Question

How do you solve x in \[ax + b = 0\] ?

Answer 1

Hint: The given equation is the linear equation with one variable x that can be solve by add or subtract the necessary term from each side of the equation to isolate the term with the variable x, then multiply or divide each side of the equation by the appropriate value solve for the variable x while keeping the equation balanced then solve the resultant balance equation for the x value.

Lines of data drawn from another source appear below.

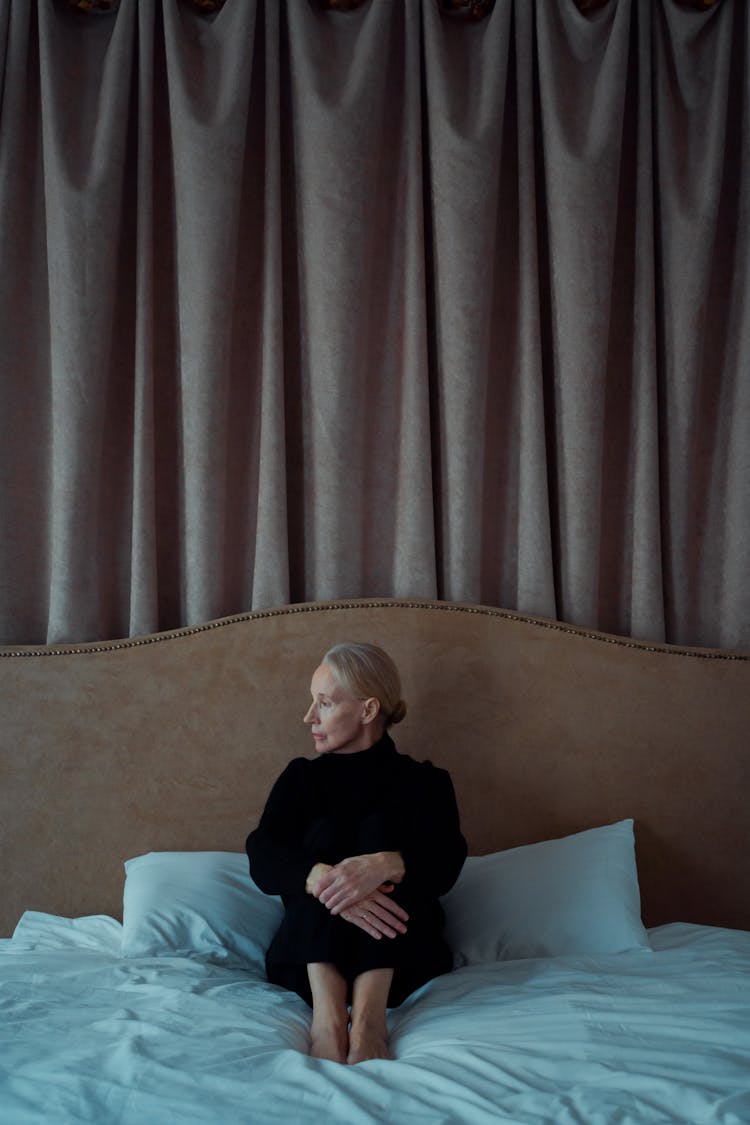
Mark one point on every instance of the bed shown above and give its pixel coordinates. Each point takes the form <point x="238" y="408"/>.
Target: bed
<point x="601" y="927"/>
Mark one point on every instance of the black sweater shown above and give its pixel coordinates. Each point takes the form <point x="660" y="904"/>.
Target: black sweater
<point x="407" y="806"/>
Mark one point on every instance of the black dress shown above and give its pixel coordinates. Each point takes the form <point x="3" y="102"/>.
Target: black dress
<point x="325" y="809"/>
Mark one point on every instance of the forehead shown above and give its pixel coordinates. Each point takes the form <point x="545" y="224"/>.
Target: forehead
<point x="325" y="683"/>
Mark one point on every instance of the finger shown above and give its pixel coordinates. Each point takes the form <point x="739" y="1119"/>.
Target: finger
<point x="387" y="917"/>
<point x="390" y="906"/>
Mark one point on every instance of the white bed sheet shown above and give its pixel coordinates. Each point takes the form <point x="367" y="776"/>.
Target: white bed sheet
<point x="622" y="1040"/>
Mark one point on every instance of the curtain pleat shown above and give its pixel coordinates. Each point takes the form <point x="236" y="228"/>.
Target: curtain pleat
<point x="303" y="305"/>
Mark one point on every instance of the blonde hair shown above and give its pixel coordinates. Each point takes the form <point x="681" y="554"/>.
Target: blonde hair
<point x="367" y="672"/>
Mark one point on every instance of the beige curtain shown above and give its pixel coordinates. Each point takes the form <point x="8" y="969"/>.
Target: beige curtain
<point x="301" y="305"/>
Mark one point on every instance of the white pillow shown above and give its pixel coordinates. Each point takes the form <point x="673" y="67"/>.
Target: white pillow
<point x="197" y="903"/>
<point x="576" y="894"/>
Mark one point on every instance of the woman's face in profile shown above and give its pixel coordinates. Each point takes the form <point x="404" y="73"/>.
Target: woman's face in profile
<point x="337" y="719"/>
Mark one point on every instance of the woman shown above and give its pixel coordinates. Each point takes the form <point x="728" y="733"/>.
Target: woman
<point x="360" y="843"/>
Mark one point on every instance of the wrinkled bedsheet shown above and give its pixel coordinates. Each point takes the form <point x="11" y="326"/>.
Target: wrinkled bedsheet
<point x="651" y="1036"/>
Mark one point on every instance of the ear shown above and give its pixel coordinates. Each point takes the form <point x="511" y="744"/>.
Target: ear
<point x="371" y="710"/>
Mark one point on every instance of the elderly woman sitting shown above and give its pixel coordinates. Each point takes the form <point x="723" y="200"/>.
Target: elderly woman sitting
<point x="360" y="843"/>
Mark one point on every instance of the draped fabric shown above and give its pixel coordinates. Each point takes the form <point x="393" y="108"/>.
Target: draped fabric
<point x="304" y="305"/>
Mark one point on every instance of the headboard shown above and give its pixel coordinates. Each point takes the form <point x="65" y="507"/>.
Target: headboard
<point x="171" y="743"/>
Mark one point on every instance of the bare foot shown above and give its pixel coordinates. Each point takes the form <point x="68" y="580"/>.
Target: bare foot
<point x="328" y="1041"/>
<point x="367" y="1041"/>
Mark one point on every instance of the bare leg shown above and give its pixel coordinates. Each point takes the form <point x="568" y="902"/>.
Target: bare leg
<point x="368" y="1037"/>
<point x="328" y="1033"/>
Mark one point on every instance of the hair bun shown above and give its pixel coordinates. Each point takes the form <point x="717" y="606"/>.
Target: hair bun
<point x="398" y="712"/>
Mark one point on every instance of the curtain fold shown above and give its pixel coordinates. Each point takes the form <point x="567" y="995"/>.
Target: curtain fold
<point x="303" y="304"/>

Complete step-by-step answer:
The equation is an algebraic equation and it contains only one variable. The variable is x. The variable acts as a constant. So we solve for the variable x.
Consider given equation
 \[ \Rightarrow \,\,\,ax + b = 0\]
Where x is the variable a is the coefficient of x and b is the constant term
Rearrange the equation by subtracting b from both sides of the equation, then
 \[ \Rightarrow \,\,\,\,\,ax + b - b = 0 - b\]
On subtracting we get
 \[ \Rightarrow \,\,\,ax + 0 = - b\]
So it is written as
 \[ \Rightarrow \,\,\,ax = - b\]
To solve the above equation for x, divide both side by a, then
 \[ \Rightarrow \,\,\,\dfrac{{ax}}{a} = \dfrac{{ - b}}{a}\]
On rewriting we have
 \[ \Rightarrow \,\,\,\dfrac{a}{a}.\,x = \dfrac{{ - b}}{a}\]
As we know the value of \[\dfrac{a}{a}\] is 1
 \[\therefore \,\,\,\,\,x = \dfrac{{ - b}}{a}\]
Hence, by solving the value of variable x in the linear equation \[ax + b = 0\] is \[\dfrac{{ - b}}{a}\] .
Hence we have solved for x and obtained the solution.
Therefore \[x = \dfrac{{ - b}}{a}\]
So, the correct answer is “ \[x = \dfrac{{ - b}}{a}\] ”.

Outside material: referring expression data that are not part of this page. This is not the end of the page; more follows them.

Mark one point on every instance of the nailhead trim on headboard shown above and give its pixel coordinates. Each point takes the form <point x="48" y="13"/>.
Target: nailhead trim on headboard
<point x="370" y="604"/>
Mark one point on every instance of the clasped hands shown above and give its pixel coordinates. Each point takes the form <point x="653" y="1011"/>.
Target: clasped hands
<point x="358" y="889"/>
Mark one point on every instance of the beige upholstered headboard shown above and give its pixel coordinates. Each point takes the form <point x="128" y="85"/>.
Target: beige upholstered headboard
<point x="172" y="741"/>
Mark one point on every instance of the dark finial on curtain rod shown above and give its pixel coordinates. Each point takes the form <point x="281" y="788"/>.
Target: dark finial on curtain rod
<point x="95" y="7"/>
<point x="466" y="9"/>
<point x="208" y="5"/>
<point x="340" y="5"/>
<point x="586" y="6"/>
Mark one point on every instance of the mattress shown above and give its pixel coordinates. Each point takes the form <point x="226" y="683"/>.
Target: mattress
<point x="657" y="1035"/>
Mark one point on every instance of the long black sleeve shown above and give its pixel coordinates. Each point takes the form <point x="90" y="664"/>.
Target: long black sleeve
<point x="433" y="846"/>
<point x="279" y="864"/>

Note: In general the algebraic equation or expression is defined as a combination of variables and constants. In some equations the variables act as a constant, in this question also the a and b are variable but we consider it as a constant. While transforming or shifting the terms from LHS to RHS or RHS to LHS the sign of the term will change and we should take care of it.